La villa Montmorency
La célèbre comtesse de Boufflers
Située dans les faubourgs de la ville, la propriété a pour cadre le village d’Auteuil. Elle appartient au XVIIe siècle à la famille du célèbre chancelier Etienne d’Aligre. En 1773, la comtesse de Boufflers (1725-1800), née Marie-Charlotte de Campet de Saujon, en fait l’acquisition. Maîtresse de Louis-François de Bourbon, prince de Conti, elle conseille ce prince éclairé, en lutte contre l’absolutisme. Elle tient un salon très couru dans un petit hôtel particulier situé dans l’enclos du Temple, dont le prince de Conti est le Grand Prieur. Madame du Deffand, animant un autre salon tout aussi brillant, la surnomme « l’idole » tant elle est adulée et admirée pour son intelligence et sa beauté. A Auteuil, sa propriété comprend un château (démoli depuis) et un superbe parc de 10 hectares dessiné à l’anglaise. Le parc est alors peuplé de fabriques et considéré comme l’un des plus beaux parcs de Paris. Après la mort de Conti en 1776, la comtesse de Boufflers se retire dans son château d’Auteuil.

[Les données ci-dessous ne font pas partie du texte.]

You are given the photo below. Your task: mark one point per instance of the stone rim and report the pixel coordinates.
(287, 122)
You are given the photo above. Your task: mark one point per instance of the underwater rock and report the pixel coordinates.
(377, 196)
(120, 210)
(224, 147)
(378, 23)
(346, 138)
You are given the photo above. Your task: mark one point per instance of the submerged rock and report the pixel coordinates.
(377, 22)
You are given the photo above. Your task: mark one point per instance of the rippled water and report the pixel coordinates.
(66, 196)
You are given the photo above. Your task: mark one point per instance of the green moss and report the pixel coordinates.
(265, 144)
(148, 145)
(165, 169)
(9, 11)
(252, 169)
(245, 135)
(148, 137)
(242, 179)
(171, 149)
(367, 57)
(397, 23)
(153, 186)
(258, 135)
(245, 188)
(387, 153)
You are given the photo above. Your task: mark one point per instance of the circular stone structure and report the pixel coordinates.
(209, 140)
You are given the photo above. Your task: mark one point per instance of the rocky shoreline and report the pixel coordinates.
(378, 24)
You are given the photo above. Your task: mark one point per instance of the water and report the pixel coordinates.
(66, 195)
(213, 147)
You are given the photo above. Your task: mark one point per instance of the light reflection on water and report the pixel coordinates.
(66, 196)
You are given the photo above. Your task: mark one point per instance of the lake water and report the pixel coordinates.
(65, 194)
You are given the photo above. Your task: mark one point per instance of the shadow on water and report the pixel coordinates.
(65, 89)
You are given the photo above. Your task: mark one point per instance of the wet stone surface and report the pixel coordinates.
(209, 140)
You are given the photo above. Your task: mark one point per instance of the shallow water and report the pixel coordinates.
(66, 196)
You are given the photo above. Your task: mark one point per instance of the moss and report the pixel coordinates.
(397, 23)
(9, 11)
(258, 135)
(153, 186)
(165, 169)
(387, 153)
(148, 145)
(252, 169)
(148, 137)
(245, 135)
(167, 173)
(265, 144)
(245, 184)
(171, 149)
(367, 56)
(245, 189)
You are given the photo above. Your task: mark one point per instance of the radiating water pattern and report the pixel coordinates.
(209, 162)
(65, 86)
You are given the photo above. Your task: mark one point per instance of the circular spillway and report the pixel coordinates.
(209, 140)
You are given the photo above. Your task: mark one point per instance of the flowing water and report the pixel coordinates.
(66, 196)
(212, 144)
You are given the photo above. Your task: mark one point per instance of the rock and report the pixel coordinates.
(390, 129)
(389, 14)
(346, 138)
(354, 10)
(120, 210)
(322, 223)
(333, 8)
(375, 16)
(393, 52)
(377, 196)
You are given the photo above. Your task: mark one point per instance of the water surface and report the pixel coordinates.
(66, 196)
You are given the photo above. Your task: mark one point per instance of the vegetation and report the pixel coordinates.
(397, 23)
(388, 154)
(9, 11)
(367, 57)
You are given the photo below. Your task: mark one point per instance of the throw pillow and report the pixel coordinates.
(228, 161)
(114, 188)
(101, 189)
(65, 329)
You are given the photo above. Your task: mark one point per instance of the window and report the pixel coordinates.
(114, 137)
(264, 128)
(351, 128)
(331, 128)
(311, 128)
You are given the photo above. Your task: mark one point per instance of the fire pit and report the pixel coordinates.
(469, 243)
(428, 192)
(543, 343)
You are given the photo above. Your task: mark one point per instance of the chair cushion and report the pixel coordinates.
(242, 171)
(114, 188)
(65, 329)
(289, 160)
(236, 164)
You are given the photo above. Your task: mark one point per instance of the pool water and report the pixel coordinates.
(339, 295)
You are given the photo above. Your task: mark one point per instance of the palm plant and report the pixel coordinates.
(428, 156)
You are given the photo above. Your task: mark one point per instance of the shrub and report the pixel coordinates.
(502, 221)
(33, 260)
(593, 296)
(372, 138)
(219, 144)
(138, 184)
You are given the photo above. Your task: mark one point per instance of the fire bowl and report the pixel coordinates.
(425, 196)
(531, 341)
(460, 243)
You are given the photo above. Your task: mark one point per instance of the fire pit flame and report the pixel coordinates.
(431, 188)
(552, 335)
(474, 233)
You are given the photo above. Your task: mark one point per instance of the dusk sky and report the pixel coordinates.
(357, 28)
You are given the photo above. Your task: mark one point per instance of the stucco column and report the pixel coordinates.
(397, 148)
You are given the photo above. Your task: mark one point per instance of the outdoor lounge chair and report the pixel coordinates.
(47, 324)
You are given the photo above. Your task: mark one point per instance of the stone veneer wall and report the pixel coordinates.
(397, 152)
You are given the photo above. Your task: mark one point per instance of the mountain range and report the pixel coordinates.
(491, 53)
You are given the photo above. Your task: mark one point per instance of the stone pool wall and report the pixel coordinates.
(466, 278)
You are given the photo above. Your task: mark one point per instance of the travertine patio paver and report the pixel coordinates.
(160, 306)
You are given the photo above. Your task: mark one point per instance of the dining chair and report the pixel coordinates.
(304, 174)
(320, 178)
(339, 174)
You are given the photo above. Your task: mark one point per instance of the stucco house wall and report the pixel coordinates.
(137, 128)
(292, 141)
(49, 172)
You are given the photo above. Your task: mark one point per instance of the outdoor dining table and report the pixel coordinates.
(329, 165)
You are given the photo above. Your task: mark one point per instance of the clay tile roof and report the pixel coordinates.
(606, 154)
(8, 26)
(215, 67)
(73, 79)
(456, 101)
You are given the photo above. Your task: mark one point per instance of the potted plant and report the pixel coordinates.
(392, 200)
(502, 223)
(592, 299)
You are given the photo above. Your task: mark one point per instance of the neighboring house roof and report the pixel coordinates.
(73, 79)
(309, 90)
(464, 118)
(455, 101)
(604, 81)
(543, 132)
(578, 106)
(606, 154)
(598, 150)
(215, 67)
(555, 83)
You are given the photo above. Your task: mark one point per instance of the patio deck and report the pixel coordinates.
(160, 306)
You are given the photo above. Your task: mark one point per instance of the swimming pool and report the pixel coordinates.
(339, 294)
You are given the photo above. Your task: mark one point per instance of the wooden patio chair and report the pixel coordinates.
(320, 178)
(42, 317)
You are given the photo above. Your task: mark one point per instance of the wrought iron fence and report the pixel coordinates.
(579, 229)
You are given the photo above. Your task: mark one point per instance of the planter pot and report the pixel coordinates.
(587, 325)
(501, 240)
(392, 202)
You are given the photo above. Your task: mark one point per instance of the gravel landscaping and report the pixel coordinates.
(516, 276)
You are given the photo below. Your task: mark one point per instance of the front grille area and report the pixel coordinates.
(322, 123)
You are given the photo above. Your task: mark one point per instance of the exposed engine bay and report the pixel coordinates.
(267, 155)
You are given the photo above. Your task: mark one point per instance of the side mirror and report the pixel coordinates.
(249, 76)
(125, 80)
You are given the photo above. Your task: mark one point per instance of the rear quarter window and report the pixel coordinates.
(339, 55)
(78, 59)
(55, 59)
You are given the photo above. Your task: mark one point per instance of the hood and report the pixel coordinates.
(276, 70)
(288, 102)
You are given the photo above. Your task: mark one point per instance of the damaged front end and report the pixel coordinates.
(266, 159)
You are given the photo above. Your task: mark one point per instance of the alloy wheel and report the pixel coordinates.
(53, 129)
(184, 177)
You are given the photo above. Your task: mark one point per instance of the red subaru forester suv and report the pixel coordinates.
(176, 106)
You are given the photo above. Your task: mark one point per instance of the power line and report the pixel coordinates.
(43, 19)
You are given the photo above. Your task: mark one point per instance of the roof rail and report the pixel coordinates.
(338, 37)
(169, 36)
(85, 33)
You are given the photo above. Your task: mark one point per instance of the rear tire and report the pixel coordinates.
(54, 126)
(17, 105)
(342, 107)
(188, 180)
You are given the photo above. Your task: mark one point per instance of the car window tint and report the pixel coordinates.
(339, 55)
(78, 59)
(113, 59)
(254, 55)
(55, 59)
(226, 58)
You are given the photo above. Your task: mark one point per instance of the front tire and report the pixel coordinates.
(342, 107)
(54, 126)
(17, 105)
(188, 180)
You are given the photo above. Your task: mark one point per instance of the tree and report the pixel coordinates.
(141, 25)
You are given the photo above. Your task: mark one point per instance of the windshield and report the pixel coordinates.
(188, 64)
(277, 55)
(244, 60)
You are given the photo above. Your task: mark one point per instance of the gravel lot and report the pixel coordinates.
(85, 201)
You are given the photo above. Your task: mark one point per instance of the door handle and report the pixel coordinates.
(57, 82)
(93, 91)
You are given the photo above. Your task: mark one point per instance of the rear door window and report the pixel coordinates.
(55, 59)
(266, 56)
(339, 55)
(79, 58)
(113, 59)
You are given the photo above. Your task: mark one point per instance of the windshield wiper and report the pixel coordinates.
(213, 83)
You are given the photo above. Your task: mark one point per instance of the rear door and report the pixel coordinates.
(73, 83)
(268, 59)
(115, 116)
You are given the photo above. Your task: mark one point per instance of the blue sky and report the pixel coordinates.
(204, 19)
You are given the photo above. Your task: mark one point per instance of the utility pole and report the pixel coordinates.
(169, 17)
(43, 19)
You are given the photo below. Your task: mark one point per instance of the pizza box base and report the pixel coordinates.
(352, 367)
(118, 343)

Arrêtée pendant la Terreur, elle est acquittée et échappe de peu à la guillotine. Passablement ruinée, elle loue sa propriété au prince de Talleyrand (voir l’hôtel de Saint-Florentin) pendant le Directoire.
La naissance de la villa Montmorency
En 1822, la duchesse de Montmorency achète le domaine. En 1852, les héritiers Montmorency le vendent à Emile Pereire (1800-1875). Homme d’affaire et grand investisseur immobilier sous le Second Empire, Pereire fait lotir le terrain qu’il baptise « villa Montmorency », du nom très aristocratique des précédents propriétaires; il le destine à une riche clientèle. Pereire fait également passer une voie de chemin de fer en bordure du parc et fait construire la gare d’Auteuil. Le mot« villa » est né à Paris vers les années 1820 et consiste en un ensemble de maisons dispersées dans un grand jardin privatif aménagé à l’anglaise. L’architecte Théodore Charpentier (1897-1967) dessine cinq allées sinueuses, pompeusement nommées « avenues » : avenue de Montmorency, avenue du Square, avenue de Boufflers, avenue des Sycomores, avenue des Tilleul, avenue des Peupliers. Les maisons de style pittoresque sont le plus souvent inspirées de l’architecture des villas balnéaires de Deauville ou d’Arcachon comme c’est la mode à cette époque.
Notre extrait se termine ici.